Yamanasaurus (meaning "Yamana lizard") is an extinct genus of saltasaurine titanosaurian dinosaur from the Río Playas Formation of Ecuador, which dates to the Campanian-Maastrichtian of the late Cretaceous period (approximately 75-70 million years ago). The type and only species is Yamanasaurus lojaensis, representing the first non-avian dinosaur described from Ecuador. The holotype, consisting of fragments of a humerus, ulna, tibia, two sacral vertebrae and a single caudal, was discovered in 2017.

== Etymology ==
The genus Yamanasaurus refers to the locality of Yamana, where the bones were found, which is located in southern Ecuador, about fifty kilometers from the Peruvian border.

The specific name, lojaensis, composed of loja and the Latin suffix -ensis, meaning "which lives in, which inhabits", was given in reference to the town of Loja, where the discovery was presented and where part of its study was carried out.

== Description ==
As a saltasaurine sauropod, Yamanasaurus is distinguished by a stocky, quadrupedal body, an elongated neck and tail, and a small head, although its neck and overall size are smaller than the average sauropod, as it is estimated to have been around 6 m (20 ft) long. Like other saltasaurines, it also likely had a protective armour made of osteoderms.

The morphology, size, and age of the specimen suggest that Yamanasaurus is closely related to Neuquensaurus, which was discovered in Argentina. It probably fed on low vegetation.

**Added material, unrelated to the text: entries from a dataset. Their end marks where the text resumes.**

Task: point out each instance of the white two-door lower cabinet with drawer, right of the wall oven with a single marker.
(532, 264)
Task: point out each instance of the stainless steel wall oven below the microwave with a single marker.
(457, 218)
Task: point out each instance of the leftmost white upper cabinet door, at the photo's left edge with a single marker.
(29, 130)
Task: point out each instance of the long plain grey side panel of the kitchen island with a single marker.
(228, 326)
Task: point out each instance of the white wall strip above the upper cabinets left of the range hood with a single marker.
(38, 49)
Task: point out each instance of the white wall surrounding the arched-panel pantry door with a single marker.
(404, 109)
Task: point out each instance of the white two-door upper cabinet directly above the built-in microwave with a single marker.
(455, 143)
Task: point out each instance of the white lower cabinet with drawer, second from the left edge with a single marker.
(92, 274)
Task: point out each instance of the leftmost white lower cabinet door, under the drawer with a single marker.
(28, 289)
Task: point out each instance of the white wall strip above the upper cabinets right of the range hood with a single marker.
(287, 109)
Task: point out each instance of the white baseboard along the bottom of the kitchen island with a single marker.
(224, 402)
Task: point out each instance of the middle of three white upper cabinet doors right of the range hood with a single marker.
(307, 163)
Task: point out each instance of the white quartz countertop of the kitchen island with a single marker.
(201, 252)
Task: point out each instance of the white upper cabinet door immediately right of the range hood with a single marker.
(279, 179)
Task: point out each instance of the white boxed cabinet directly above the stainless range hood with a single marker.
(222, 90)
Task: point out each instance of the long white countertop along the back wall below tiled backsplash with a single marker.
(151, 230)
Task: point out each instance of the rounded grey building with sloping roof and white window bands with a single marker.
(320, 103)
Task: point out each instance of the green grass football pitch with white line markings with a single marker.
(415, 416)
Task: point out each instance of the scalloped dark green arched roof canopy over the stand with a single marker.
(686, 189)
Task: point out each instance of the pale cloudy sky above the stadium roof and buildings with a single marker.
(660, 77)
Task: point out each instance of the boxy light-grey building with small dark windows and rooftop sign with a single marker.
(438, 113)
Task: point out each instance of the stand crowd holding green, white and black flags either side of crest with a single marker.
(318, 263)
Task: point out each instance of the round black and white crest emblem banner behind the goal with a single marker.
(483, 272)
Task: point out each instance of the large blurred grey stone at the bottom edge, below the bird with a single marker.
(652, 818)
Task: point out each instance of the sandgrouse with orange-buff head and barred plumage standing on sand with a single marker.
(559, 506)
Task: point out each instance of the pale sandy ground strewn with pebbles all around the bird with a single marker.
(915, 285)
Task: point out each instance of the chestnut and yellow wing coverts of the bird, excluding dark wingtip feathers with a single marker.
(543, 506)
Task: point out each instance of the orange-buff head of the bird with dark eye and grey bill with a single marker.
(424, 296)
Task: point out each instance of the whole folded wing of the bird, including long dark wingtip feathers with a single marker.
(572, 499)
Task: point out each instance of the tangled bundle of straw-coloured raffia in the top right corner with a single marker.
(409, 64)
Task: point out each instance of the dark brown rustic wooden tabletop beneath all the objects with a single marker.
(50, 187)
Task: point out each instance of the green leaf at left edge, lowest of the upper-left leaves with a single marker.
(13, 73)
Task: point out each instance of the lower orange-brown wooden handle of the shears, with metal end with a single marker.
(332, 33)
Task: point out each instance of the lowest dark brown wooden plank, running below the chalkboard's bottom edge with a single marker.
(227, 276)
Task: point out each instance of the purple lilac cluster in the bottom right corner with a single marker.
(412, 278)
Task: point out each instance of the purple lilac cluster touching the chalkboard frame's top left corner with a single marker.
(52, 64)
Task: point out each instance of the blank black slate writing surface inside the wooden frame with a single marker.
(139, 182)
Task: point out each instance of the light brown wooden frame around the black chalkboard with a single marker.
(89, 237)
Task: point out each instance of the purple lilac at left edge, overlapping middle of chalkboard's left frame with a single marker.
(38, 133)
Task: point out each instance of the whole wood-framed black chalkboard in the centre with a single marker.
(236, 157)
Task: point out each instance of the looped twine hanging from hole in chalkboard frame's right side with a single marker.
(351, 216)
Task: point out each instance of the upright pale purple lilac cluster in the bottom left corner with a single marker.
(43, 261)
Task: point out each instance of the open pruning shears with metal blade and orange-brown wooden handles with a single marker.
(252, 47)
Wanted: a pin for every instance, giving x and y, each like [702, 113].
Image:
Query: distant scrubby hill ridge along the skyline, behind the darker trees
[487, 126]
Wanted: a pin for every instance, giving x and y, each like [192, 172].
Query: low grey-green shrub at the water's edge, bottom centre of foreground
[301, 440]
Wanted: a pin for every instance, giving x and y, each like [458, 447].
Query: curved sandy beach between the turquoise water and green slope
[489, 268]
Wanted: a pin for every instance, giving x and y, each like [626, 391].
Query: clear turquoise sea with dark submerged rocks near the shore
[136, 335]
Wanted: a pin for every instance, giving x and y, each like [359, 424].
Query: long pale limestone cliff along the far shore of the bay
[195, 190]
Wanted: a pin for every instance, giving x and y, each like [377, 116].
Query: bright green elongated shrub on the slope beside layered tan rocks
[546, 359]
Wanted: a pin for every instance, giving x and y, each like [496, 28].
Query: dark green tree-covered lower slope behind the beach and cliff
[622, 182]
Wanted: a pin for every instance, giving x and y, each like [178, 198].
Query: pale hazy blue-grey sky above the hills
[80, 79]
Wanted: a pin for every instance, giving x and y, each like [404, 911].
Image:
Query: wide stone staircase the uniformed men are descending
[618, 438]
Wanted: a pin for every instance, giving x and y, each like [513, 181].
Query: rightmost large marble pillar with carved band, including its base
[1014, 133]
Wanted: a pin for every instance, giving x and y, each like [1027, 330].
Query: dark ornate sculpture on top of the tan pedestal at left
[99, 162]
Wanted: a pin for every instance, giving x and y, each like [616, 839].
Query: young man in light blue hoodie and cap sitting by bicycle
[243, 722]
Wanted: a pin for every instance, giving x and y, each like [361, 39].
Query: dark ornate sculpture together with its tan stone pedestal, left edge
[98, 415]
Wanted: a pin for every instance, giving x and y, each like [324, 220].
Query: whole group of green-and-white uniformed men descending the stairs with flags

Yamanasaurus is further characterised by its anterior to mid-tail vertebrae having a dorsoventrally compressed condyle, with the posterior end raised above the midline, without a longitudinal ventral ridge. The internal structure is spongy and lacks internal cavities. The last centrum of the sacral vertebra is as long as it is high, with a small shallow ovoid cavity on the lateral side. The radius is robust with a flattened diaphysis and a marked constriction just below the epiphysis, which has a concave, heptagonal proximal surface.

== Discovery ==
The discovery was made in 2017 by Francisco Celi, an octogenarian resident of Yamana, who, after finding a vertebra of the animal informed university professor Galo Guamán and his geology students, who were on a field trip in the area.

On the subject of its dating, Galo Guamán, who ended up in charge of the study, explains: “The age of the fossils was determined by geological correlation, thanks to rock samples that correspond to the Maastrichtian period, the last period of the Cretaceous, before the impact of the asteroid that caused the extinction of the dinosaurs.”